A successful summary is based on a few key principles:

This includes the principle of fidelity, which means that the author writes neutrally and without judgment and does not distort the summary by his own view or attitude.

In addition, the principles of brevity and relevance apply.

The author should focus on the essentials and pay attention to meaningful information in a short and concise form. In addition, the principle of coherence plays a role, which states that even a summary should be an interestingly written, coherent text.

In addition, the principle of addressee orientation is very important.

This principle is based on the fact that the author does not require a certain previous knowledge, but should write his summary in such a way that it is understandable and comprehensible for as many readers as possible.


How to write a comment

The commentary is a journalistic form of presentation through which the author expresses his personal and judgmental opinion on a particular topic. While other journalistic types of text such as news, news, interviews or reports objectively and neutrally inform about a topic, the comment belongs to the group of opinionated articles.

This means, in the context of a commentary, the author complements the commented article with background information, analyzes, interpretations and the presentation of contradictions and consequences and on this basis presents his personal attitude.

A special form of commentary is the editorial.

This shows the political tendency of a newspaper, is on the first page and is usually written by the chief editor. Comments are usually written on current events, developments and trends in the fields of politics, economics, society, sports or culture.

Instructions and structure for a comment

Basically, however, any message can be commented on and also with regard to the structural structure or the writing style there is no rigid guidance and no fixed rules.

Nevertheless, comments can be divided into three main groups:

An argumentation commentary focuses on arguments. This means that the author uses factual arguments that shed light on different sides of the topic while underpinning his own opinion.

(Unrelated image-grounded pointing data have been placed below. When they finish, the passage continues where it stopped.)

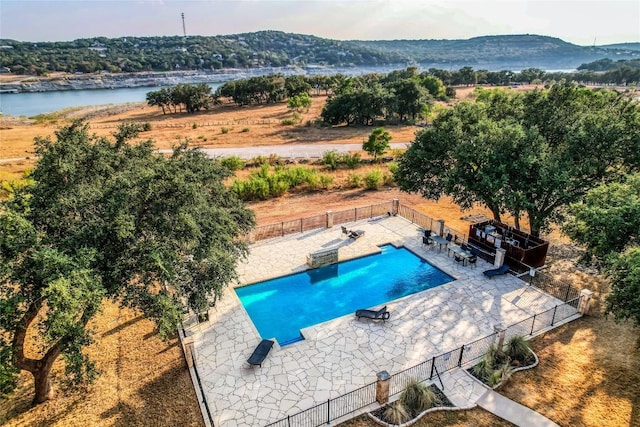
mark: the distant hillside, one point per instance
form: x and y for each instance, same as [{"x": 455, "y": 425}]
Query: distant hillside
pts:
[
  {"x": 607, "y": 64},
  {"x": 512, "y": 50},
  {"x": 622, "y": 46},
  {"x": 277, "y": 49}
]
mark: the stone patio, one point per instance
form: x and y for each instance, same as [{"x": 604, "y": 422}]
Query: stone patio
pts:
[{"x": 343, "y": 354}]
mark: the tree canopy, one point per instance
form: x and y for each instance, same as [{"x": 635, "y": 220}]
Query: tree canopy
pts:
[
  {"x": 607, "y": 223},
  {"x": 377, "y": 143},
  {"x": 112, "y": 220},
  {"x": 193, "y": 97},
  {"x": 532, "y": 153}
]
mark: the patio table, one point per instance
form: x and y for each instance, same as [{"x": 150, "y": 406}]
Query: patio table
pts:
[
  {"x": 441, "y": 241},
  {"x": 459, "y": 251}
]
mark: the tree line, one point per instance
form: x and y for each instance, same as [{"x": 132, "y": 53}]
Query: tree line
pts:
[{"x": 566, "y": 156}]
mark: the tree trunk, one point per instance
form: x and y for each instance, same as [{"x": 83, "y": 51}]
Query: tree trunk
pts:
[
  {"x": 534, "y": 225},
  {"x": 42, "y": 385},
  {"x": 496, "y": 213}
]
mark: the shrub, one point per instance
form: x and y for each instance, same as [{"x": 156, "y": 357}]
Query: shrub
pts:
[
  {"x": 396, "y": 414},
  {"x": 233, "y": 163},
  {"x": 277, "y": 186},
  {"x": 417, "y": 397},
  {"x": 274, "y": 159},
  {"x": 325, "y": 181},
  {"x": 354, "y": 180},
  {"x": 351, "y": 160},
  {"x": 500, "y": 376},
  {"x": 331, "y": 159},
  {"x": 396, "y": 153},
  {"x": 393, "y": 167},
  {"x": 518, "y": 348},
  {"x": 260, "y": 160},
  {"x": 296, "y": 175},
  {"x": 483, "y": 369},
  {"x": 373, "y": 179},
  {"x": 313, "y": 180},
  {"x": 388, "y": 180}
]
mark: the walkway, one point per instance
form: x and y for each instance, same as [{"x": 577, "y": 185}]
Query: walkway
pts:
[
  {"x": 343, "y": 354},
  {"x": 464, "y": 391},
  {"x": 513, "y": 411}
]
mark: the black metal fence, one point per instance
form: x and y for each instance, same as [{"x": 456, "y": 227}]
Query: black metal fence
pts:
[
  {"x": 560, "y": 290},
  {"x": 430, "y": 369},
  {"x": 427, "y": 370},
  {"x": 204, "y": 398},
  {"x": 301, "y": 225},
  {"x": 332, "y": 409}
]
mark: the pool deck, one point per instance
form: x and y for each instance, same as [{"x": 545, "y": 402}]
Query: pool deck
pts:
[{"x": 343, "y": 354}]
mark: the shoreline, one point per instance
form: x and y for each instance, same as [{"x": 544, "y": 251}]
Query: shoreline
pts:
[{"x": 64, "y": 82}]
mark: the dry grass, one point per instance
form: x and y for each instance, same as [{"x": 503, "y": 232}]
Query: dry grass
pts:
[
  {"x": 589, "y": 369},
  {"x": 477, "y": 417},
  {"x": 143, "y": 381},
  {"x": 588, "y": 375}
]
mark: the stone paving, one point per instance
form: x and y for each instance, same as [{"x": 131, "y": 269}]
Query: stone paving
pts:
[{"x": 343, "y": 354}]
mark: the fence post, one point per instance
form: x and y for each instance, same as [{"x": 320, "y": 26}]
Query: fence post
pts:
[
  {"x": 328, "y": 411},
  {"x": 382, "y": 387},
  {"x": 500, "y": 330},
  {"x": 499, "y": 259},
  {"x": 585, "y": 300},
  {"x": 533, "y": 323},
  {"x": 433, "y": 364}
]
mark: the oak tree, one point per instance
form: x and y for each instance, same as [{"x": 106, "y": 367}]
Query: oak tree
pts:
[{"x": 109, "y": 220}]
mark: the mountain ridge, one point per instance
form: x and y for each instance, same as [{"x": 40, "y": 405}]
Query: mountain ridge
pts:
[{"x": 270, "y": 48}]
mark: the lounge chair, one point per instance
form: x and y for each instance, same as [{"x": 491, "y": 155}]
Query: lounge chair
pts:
[
  {"x": 374, "y": 314},
  {"x": 260, "y": 353},
  {"x": 504, "y": 269},
  {"x": 355, "y": 234}
]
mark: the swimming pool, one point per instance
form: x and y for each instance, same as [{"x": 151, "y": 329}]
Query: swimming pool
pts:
[{"x": 281, "y": 307}]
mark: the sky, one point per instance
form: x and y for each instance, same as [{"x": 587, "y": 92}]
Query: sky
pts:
[{"x": 582, "y": 22}]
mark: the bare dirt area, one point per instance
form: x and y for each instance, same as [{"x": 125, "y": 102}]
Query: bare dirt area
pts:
[{"x": 588, "y": 372}]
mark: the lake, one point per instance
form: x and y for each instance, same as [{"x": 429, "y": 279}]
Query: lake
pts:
[{"x": 34, "y": 103}]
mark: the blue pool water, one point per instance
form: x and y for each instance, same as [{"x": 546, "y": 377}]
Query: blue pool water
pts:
[{"x": 281, "y": 307}]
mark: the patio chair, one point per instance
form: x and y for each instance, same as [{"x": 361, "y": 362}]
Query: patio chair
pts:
[
  {"x": 504, "y": 269},
  {"x": 381, "y": 314},
  {"x": 260, "y": 353},
  {"x": 473, "y": 259}
]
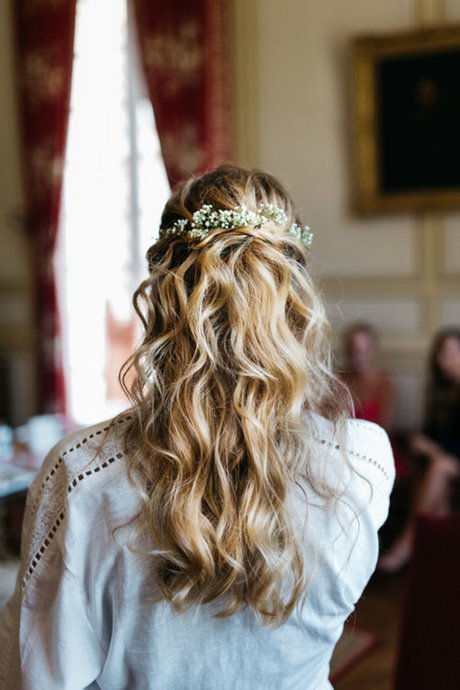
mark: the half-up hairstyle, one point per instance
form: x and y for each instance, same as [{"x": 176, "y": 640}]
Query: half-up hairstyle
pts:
[{"x": 236, "y": 347}]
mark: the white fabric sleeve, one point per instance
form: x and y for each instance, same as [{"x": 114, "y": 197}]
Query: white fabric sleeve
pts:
[
  {"x": 371, "y": 455},
  {"x": 46, "y": 637}
]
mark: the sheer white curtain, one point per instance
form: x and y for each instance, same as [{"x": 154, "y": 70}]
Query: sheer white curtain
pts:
[{"x": 115, "y": 188}]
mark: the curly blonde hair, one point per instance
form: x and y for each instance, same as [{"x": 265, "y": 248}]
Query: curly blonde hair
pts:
[{"x": 236, "y": 347}]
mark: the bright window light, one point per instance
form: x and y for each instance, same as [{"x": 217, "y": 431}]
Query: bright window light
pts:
[{"x": 115, "y": 187}]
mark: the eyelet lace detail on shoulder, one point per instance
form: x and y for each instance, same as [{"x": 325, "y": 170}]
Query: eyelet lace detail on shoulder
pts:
[
  {"x": 49, "y": 498},
  {"x": 355, "y": 454}
]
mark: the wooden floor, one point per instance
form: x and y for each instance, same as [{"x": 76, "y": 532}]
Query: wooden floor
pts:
[{"x": 378, "y": 611}]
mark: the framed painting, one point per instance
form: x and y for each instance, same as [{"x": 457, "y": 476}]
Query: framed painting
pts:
[{"x": 406, "y": 97}]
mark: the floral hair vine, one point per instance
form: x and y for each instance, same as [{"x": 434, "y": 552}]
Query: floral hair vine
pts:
[{"x": 207, "y": 219}]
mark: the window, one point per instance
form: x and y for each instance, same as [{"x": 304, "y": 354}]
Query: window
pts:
[{"x": 115, "y": 187}]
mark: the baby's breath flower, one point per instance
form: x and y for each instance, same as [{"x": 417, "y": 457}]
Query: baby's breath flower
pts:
[{"x": 206, "y": 219}]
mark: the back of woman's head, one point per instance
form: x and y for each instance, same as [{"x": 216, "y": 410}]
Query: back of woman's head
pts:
[{"x": 236, "y": 346}]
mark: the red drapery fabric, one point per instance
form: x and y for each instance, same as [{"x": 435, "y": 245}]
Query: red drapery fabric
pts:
[
  {"x": 184, "y": 55},
  {"x": 44, "y": 44}
]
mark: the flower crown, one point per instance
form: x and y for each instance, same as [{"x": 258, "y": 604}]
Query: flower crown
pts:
[{"x": 207, "y": 219}]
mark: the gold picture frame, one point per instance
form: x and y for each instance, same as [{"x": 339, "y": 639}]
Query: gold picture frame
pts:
[{"x": 406, "y": 101}]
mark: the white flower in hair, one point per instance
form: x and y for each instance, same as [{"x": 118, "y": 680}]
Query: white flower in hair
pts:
[{"x": 207, "y": 219}]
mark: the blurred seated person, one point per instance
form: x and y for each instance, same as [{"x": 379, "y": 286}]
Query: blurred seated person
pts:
[
  {"x": 371, "y": 388},
  {"x": 439, "y": 443}
]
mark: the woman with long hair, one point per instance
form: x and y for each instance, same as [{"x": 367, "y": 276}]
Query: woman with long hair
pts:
[
  {"x": 439, "y": 443},
  {"x": 371, "y": 388},
  {"x": 218, "y": 534}
]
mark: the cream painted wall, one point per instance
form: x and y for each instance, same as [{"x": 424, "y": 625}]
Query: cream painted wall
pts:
[
  {"x": 401, "y": 273},
  {"x": 16, "y": 332}
]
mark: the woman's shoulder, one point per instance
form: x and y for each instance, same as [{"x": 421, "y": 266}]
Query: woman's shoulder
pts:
[
  {"x": 82, "y": 453},
  {"x": 365, "y": 445},
  {"x": 75, "y": 469}
]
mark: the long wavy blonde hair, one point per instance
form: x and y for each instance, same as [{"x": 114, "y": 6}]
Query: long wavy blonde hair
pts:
[{"x": 236, "y": 347}]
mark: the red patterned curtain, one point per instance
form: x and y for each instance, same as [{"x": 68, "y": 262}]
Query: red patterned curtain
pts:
[
  {"x": 183, "y": 50},
  {"x": 44, "y": 43}
]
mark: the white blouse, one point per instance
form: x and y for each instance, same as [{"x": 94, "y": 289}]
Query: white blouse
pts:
[{"x": 82, "y": 617}]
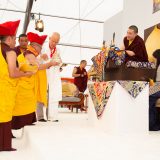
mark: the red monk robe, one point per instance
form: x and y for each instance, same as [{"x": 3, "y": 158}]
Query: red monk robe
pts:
[{"x": 138, "y": 47}]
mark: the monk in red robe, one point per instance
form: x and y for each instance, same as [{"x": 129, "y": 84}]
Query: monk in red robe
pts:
[
  {"x": 134, "y": 46},
  {"x": 80, "y": 76}
]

The either / or comment is similar to a discussion. The author shows the connections of the topic and weighs pros and cons. The opinion on such a comment may vary, either in the form of a judgment, a compromise or the fact that the author does not draw a clear position.

The third variant is the straight-line commentary. Here the author comes straight to the point and expresses his opinion without much introduction or argumentation. As a rule, an intelligible, clear and clear language is used, by which the author expresses his praise or blame, his enthusiasm or indignation.

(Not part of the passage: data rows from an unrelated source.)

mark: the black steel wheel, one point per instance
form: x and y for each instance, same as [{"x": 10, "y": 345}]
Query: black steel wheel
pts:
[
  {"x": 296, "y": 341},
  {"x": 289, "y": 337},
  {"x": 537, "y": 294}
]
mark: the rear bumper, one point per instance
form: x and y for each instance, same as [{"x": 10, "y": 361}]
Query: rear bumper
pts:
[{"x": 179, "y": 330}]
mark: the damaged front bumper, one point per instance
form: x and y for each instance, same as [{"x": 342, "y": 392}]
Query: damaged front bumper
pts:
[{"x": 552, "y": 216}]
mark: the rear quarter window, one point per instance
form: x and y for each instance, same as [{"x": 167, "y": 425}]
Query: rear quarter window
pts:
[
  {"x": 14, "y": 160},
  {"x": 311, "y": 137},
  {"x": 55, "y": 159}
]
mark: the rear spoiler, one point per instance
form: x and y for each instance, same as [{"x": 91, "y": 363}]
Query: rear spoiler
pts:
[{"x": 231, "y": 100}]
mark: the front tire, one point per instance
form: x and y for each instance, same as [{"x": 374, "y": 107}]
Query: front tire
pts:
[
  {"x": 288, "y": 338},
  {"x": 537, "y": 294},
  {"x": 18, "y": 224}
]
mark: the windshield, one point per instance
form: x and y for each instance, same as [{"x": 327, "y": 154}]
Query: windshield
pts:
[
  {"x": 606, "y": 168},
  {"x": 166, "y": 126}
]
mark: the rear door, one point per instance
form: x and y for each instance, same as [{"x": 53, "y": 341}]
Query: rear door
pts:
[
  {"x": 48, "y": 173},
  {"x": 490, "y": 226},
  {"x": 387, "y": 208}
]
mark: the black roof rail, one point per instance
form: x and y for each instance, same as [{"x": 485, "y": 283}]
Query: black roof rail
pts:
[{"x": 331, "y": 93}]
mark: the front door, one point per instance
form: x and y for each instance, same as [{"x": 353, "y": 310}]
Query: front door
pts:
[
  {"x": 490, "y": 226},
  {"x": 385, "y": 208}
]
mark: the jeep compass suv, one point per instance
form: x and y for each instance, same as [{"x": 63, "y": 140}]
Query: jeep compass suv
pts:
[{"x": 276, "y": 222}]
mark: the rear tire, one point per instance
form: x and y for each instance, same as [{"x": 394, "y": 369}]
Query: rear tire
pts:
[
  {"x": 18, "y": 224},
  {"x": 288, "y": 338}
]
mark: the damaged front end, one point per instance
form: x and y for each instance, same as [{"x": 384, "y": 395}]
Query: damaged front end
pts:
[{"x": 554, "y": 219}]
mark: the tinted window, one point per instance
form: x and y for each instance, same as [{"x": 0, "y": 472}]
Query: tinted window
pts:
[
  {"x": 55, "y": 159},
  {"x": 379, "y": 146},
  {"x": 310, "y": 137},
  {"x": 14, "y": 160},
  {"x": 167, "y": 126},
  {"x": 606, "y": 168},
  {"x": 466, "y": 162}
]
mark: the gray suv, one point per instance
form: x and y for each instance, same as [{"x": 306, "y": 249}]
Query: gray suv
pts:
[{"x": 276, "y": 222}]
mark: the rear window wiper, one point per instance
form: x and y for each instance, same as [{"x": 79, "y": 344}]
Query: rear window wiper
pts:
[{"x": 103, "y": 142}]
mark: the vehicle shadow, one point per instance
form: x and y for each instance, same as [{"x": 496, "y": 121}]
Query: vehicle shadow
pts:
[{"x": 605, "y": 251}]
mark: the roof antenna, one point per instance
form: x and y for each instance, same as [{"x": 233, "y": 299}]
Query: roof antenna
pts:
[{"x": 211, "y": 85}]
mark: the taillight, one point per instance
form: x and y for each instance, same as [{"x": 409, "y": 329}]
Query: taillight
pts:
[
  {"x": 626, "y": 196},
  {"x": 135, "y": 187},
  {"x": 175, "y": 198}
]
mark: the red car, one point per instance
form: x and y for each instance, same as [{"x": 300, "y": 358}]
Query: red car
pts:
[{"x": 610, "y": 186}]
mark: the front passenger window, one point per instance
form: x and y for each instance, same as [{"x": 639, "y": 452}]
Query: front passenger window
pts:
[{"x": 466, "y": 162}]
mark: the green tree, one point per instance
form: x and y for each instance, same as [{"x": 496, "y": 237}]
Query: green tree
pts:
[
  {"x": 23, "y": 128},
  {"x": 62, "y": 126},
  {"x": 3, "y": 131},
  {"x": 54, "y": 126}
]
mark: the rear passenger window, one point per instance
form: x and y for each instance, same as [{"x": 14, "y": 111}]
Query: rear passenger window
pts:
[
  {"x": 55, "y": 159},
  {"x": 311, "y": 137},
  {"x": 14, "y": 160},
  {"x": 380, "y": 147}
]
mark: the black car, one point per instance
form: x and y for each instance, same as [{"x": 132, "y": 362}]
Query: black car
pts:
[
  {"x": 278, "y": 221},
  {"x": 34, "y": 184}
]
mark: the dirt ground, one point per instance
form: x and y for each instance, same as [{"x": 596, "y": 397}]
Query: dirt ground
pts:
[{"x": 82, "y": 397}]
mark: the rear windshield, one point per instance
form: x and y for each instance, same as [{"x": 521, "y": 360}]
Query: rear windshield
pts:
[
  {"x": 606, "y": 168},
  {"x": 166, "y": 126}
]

Even if a comment gives the impression that it can be written fairly quickly and easily, this assumption is a fallacy.

If you want to write a comment, you have to do a lot of preliminary work.

This includes, on the one hand, researching, learning the links between the subject and linking them together and informing one another about existing opinions in public. On the other hand, the author must recognize the significance of his responsibility, because by commenting he influences the opinion of the reader about an event or a question.

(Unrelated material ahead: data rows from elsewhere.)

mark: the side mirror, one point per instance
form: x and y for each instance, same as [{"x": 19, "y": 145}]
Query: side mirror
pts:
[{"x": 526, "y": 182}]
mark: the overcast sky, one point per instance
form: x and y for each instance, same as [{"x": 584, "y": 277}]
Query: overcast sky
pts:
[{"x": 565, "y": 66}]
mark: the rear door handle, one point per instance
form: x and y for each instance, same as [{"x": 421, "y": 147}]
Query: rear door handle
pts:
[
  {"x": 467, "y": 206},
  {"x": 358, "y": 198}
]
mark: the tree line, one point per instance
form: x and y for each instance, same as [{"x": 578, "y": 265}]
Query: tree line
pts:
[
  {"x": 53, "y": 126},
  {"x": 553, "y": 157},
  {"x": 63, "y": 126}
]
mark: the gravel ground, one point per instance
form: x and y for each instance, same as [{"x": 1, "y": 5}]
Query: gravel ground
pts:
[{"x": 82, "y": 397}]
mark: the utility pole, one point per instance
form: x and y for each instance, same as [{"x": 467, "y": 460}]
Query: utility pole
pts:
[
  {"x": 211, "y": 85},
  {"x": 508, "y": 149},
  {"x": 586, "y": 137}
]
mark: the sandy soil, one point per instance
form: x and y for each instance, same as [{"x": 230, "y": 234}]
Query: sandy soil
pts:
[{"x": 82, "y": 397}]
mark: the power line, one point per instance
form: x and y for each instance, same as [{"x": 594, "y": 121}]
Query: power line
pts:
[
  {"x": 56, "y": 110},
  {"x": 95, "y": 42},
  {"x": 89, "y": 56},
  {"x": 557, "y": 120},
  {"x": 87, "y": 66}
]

In addition, the author must be clear about which and whether he wants to take a clear position. So it is easier to have an opinion on a current political decision than, for example, ethical issues.

A comment is essentially divided into two parts:

First, there follows an introduction that briefly and concisely informs about the facts, and then comes a logically structured argumentation, which finally ends in a comprehensible and understandable conclusion.

In order to convincingly express one’s own opinion and convince, provoke, or encourage the reader to think for themselves, the author can draw on some tips and tricks. Popular means in comments include rhetorical questions, irony, exaggerations, ambiguous terms or metaphors.

Anyone who wants to write a comment and publish, but should be aware that he stands for it with his name. In that sense, he should first consider how vulnerable he wants to make himself.